Corn 2016

Corn No. 49 from 2012

Just when I thought I didn't have anything more to say about Corn, I was asked to participate in a three woman show come January 2017.  I was asked if I would be interested in creating some new Corn pieces for the show.

I said yes, all the while thinking I'm done with Corn, why am I saying yes?

Well it turns out I'm not done with Corn. The subconscious wants what it wants, and it was clearly wanting Corn.

Yesterday I managed to purchase the stretched canvas upon which my new pieces shall be mounted, and for a really good price.

Upon that purchase all sorts of imagery of finished pieces popped into my head. This time I'm going for a more earthy approach, using actual soil, clays, ochers, and earth pigments in combination with indigo, rust, and natural dyes (yes I'll be dyeing with corn husks, leaves, cobs, etc, with just a touch of digitally printed fabrics that lends to the modern digital tech age today's farms are becoming!

Stay tuned!!!

WIP - Sunshine and Roses 061713

It should be finished tomorrow sometime, this piece has been a break through piece for me.  Break through in that while beading and stitching I resolved some issues I had with another piece I constructed way back around 2001, Big Blue Stem.

Big Blue Stem - Earth Pigments, Natural Dyes, Cotton, Cheesecloth, Stitch. 

This piece has been languishing in my studio for about twelve years.  From time to time I trot it out, hang it on my wall and alas nothing, nada, zilch, zip!  And then late Saturday night, whilest I was stitching on Sunshine and Roses it occurred to me to experiment with overlaying digitally printed silk organza fabrics onto the right hand panel.  More coming soon...

Raw Sienna and Raw Umber

I streamed tonight, such as it was... I say that because the audio kept dropping.  I will be streaming tomorrow evening from another site and hopefully that will work out.  Until then I posted in the Natural Surface Forum on the fruit fermentation reduction vat and about the earth pigments above.

Curing Pigment Painted Fabrics

Four different earth pigments were used in combination with soy milk to color this piece of cotton cloth.

I'm often asked "how long do I really need to allow for my soy painted fabrics cure before I can wash them"?  The anwser is depending on your climate/humidity a minimum of three to six weeks.

Tape was use to create resist patterns on the fabric. 

The real anwser is how long can you stand to wait?  The longer you wait the greater the permance of the dyes and pigments on the fabric.  Yes the hand of the fabric will change the longer you wait, the piece in the top photo has been curing now for about 10 years, and it's stiff enough after all of this time to almost stand by itself unaided!  I just found it this afternoon while sorting through a pile of fabrics that I had misplaced. 

WIP - Big Blue Stem

Here it is hanging vertically, I started this piece many moons ago, as in like sometime around 1999 many moons ago! 

This piece has always bothered me, there's a thread over on the Quilt Art list about cutting up a piece.  Well I've been tempted to cut the dark side of this quilt off for some 12 years now!  Now that I have Adobe CS 6 I've started experimenting with this piece
Here it is without the marks, I'm thinking some additional stitching and or embellishment is needed to make this piece really sing.

Sizing Paper with Soy Milk

Sizing Paper with Soy Milk
In Anticipation of Dyeing Paper with Natural Dyes.

Yes contrary to popular argument you CAN dye paper with natural dyes, the immersion method however doesn't work nearly as well as simply painting your papers with natural dyes. 

You will need to prep your sheets of paper with soy milk, as shown in the previous post, and allow to dry.  Soy milk acts as a sizing, or binder, for the dye and/or pigment molecules.  A single layer of soy milk is suffecient for painting your papers/fabrics.  You need to paint your papers/fabrics with your natural dyes and/or earth pigments within a realitively short period of time.  John Marshall suggests less than 2 weeks.

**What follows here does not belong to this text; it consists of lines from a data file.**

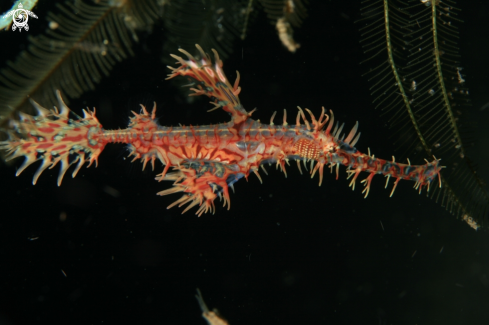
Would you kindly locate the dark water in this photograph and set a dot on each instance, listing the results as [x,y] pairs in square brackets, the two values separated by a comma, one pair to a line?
[103,249]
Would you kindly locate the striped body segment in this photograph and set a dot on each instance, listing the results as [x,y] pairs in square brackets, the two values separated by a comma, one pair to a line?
[206,160]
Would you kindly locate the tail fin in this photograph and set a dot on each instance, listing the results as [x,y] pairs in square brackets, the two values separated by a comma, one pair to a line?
[53,136]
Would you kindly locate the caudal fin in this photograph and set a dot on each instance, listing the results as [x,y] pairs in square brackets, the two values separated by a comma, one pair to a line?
[53,136]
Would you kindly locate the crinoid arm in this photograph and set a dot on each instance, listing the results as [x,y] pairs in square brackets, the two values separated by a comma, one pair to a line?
[54,136]
[201,181]
[211,81]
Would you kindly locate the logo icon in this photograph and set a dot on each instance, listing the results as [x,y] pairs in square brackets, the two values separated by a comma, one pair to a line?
[20,16]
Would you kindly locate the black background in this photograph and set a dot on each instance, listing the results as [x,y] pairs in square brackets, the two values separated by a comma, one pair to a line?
[288,251]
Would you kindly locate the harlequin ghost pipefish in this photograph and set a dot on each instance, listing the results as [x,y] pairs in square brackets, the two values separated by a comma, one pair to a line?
[206,160]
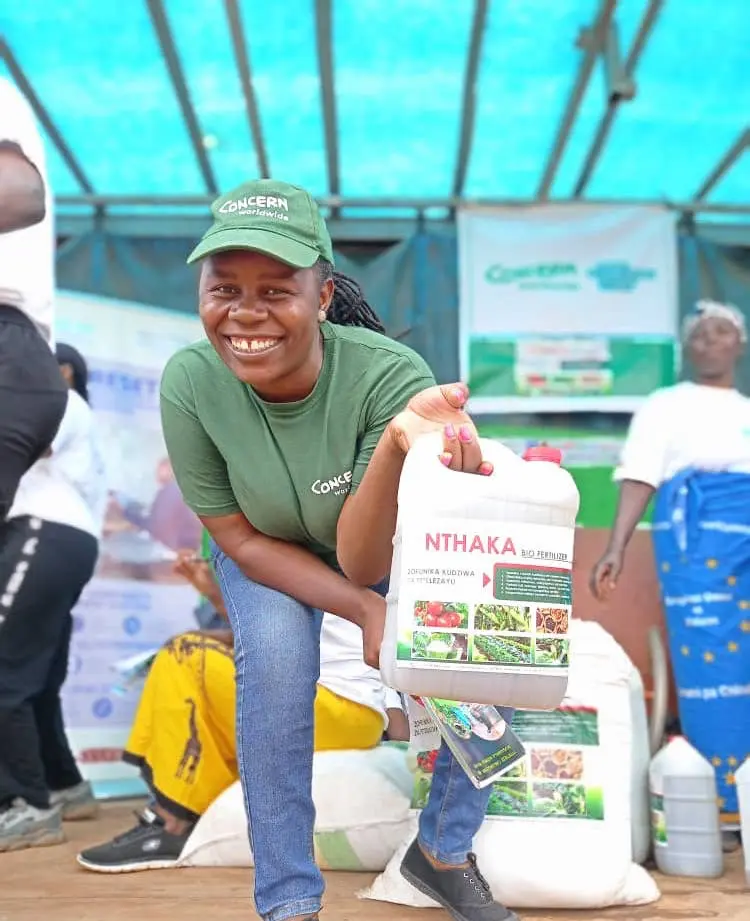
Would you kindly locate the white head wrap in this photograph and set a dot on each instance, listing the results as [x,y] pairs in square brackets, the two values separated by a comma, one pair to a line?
[706,309]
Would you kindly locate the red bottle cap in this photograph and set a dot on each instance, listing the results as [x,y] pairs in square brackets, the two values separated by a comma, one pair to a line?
[543,453]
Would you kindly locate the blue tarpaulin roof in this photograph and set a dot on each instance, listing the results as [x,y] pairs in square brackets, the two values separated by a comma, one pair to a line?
[399,102]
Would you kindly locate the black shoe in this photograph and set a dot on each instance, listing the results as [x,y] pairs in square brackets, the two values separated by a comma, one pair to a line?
[463,891]
[148,846]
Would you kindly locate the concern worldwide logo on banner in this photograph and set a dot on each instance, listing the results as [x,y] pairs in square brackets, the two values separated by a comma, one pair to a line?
[610,276]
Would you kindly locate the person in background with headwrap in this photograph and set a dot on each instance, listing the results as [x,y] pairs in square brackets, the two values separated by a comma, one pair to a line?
[689,447]
[47,556]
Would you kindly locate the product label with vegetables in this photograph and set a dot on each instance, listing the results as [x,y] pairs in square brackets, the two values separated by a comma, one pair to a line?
[559,776]
[496,596]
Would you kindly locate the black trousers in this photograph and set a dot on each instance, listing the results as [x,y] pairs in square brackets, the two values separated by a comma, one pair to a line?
[33,397]
[43,569]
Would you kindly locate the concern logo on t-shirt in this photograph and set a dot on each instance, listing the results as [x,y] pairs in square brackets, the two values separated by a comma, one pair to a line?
[338,485]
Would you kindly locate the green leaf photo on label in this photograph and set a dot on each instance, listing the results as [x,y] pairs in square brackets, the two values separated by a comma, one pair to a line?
[551,652]
[503,618]
[439,646]
[658,821]
[496,650]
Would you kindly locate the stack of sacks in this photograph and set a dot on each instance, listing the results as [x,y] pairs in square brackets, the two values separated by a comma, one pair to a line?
[563,826]
[362,801]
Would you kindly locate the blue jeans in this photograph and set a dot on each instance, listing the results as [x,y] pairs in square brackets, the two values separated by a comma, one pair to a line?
[277,656]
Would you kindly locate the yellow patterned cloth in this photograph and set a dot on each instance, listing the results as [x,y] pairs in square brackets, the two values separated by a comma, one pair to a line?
[183,735]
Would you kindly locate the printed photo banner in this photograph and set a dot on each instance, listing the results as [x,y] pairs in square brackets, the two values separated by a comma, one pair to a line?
[566,308]
[135,602]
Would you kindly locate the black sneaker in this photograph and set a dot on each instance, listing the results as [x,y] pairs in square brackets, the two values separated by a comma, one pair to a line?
[463,891]
[148,846]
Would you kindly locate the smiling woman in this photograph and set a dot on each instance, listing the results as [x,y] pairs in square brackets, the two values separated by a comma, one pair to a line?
[287,432]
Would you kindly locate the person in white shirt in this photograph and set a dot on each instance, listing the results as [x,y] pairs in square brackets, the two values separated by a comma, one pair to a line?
[183,734]
[32,395]
[688,447]
[48,554]
[703,424]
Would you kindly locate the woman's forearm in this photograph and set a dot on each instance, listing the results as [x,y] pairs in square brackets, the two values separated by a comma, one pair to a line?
[287,568]
[368,519]
[632,503]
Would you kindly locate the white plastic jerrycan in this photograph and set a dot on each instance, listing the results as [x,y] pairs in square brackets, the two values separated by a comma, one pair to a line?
[742,779]
[685,822]
[480,593]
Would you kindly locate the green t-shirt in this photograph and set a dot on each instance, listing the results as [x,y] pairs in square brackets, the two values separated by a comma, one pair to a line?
[288,467]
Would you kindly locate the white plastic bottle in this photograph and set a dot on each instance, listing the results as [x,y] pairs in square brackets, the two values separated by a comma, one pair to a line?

If you live in a very dry and/or hot region I would suggest even sooner, and making test samples is very important with this process, make sure you take good notes. If you wait longer than two weeks all is not lost you can resize your paper/fabric with soy milk again, once it's dry you can proceed to paint your paper/fabric with the dyes and pigments of your choice.

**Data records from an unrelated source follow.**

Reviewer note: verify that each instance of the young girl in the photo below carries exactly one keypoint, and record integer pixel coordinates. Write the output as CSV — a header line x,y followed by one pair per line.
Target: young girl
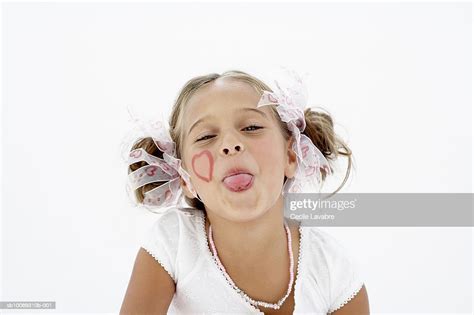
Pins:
x,y
234,148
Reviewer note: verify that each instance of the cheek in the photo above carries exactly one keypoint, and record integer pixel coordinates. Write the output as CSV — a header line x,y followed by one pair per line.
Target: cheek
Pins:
x,y
203,165
267,150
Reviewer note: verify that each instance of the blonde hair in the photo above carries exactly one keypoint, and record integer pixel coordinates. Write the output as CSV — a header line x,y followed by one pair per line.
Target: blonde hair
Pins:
x,y
319,128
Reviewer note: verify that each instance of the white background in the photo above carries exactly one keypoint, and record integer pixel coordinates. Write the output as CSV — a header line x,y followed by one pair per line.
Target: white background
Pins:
x,y
395,77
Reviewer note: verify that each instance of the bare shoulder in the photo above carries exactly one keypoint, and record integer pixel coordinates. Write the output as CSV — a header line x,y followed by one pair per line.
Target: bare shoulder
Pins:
x,y
150,289
358,305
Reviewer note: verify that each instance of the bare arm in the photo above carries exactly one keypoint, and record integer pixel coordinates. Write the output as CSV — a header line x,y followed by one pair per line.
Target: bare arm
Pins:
x,y
150,289
358,305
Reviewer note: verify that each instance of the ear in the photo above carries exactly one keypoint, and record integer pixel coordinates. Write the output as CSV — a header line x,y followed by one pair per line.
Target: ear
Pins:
x,y
291,161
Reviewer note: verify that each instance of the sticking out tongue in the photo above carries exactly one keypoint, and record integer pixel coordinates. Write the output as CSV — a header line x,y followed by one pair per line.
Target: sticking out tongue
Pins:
x,y
238,182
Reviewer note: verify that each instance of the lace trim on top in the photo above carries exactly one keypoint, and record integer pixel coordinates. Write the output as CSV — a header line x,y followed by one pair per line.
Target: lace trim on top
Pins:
x,y
300,257
347,299
202,217
159,261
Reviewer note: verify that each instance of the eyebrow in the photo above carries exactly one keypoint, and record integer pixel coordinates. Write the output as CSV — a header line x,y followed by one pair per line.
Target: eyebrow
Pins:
x,y
239,110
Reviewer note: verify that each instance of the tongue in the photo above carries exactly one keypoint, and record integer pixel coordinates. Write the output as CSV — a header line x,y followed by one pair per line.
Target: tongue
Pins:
x,y
237,182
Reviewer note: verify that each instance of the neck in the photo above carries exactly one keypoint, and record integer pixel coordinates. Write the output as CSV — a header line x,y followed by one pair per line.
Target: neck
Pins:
x,y
251,240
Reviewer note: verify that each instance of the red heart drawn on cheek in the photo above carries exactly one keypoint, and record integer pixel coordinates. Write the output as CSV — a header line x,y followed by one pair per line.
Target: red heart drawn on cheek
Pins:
x,y
203,165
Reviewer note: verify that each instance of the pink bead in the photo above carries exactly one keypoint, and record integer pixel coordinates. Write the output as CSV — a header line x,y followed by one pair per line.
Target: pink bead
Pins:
x,y
245,296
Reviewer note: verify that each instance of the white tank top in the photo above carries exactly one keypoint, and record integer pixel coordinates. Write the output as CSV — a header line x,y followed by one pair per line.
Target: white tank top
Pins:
x,y
327,276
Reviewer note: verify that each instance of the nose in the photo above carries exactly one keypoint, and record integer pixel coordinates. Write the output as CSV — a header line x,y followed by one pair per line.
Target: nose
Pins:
x,y
231,145
236,148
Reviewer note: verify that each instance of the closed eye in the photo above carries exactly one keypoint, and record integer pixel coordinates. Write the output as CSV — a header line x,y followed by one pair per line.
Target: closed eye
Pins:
x,y
246,128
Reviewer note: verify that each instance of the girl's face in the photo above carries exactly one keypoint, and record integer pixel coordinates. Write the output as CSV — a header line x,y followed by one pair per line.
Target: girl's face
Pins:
x,y
224,130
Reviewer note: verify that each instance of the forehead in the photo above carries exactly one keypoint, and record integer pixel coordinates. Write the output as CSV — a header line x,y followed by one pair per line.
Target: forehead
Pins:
x,y
221,96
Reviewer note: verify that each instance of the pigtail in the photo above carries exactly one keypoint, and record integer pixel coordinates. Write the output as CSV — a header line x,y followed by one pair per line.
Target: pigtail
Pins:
x,y
150,147
320,129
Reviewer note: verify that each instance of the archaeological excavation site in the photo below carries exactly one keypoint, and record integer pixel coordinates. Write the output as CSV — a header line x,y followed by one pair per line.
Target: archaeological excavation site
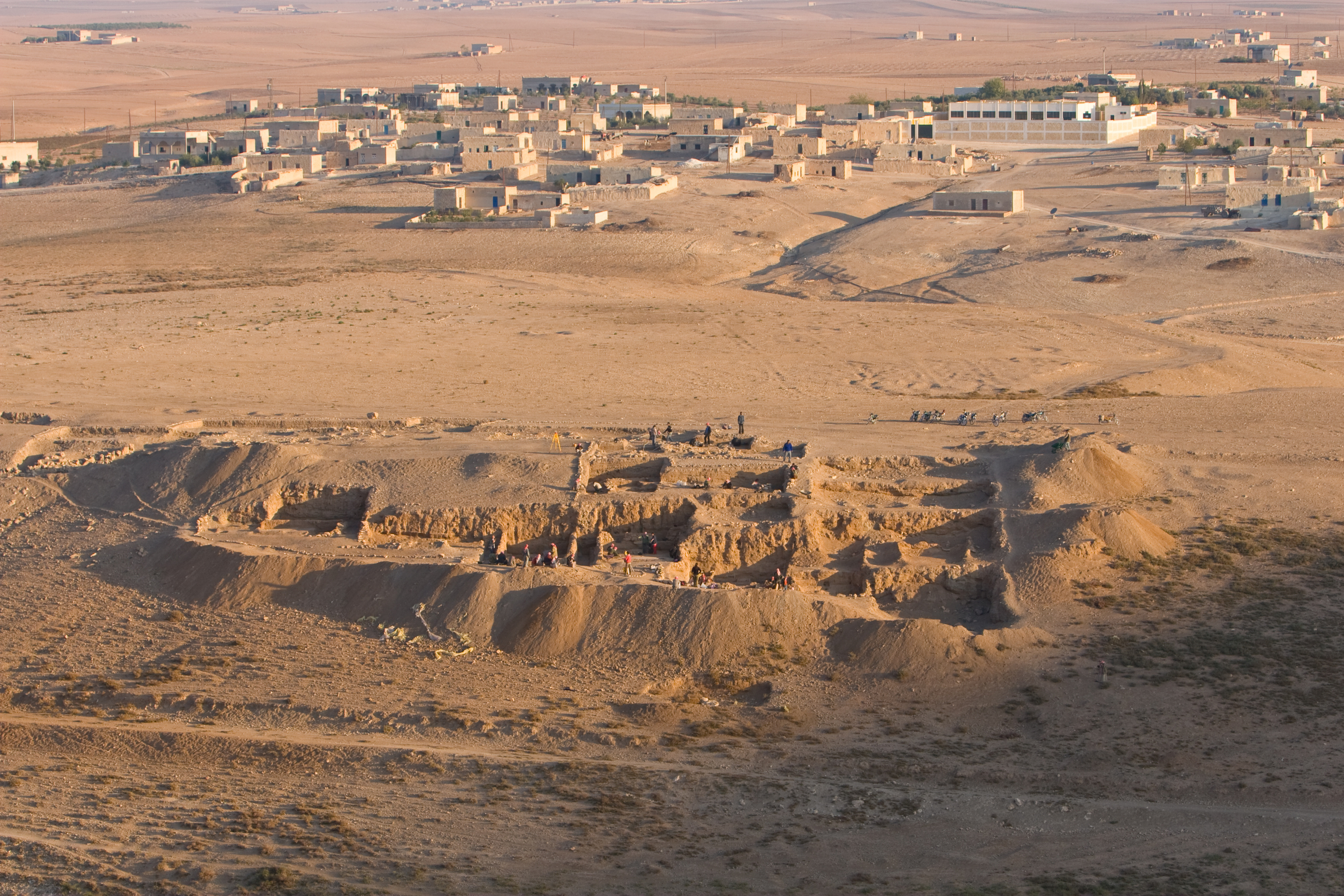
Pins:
x,y
488,538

NOTE: I use commercially prepared soy milk, natural undyed and unflavored and have had no bad experiences using commecially prepared soy milk. 

You can also make soy milk fresh by soaking your beans overnight in water, genearlly 4 cups water to 1 cups soybeans (yes ordinary field soy beans).  The beans will absorb most if not all of the water, if need be add an additionaly cup of water to the beans the next day. 

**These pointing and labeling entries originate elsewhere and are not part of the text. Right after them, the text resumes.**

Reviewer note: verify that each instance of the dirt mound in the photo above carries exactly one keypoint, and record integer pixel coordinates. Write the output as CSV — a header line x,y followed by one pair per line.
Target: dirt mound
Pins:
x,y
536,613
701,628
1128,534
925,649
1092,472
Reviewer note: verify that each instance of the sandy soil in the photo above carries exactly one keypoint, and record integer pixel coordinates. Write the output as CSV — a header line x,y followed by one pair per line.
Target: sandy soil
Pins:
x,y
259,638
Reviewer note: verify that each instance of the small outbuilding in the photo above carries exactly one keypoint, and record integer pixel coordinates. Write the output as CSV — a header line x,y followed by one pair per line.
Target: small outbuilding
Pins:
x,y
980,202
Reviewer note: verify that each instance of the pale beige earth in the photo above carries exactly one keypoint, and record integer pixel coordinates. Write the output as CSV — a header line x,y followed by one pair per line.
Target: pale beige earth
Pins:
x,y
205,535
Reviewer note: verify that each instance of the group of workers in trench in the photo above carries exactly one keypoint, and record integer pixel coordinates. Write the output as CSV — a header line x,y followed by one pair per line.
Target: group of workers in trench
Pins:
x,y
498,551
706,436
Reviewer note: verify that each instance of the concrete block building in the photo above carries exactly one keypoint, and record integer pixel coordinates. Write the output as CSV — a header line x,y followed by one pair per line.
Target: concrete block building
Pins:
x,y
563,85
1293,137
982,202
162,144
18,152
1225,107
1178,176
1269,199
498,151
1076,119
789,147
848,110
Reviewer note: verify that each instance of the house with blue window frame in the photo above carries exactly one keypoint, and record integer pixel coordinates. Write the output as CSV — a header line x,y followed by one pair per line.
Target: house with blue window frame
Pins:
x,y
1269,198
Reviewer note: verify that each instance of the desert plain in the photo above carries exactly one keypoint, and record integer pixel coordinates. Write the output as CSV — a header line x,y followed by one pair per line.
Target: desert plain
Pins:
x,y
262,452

Take your soaked beans and grind in a blender or food processor.  You want to keep the liquid that comes off the ground beans, strain your ground beans preferably through a coffee filter or a panthose leg so that you don't have bits of bean floating around in the resulting liquid.  You now have soy milk. You can make more soy milk by adding more water to your ground beans and soaking them overnight again.  Repeat the straining processe the next day.

This soy milk should keep for about two weeks in the refridgerator.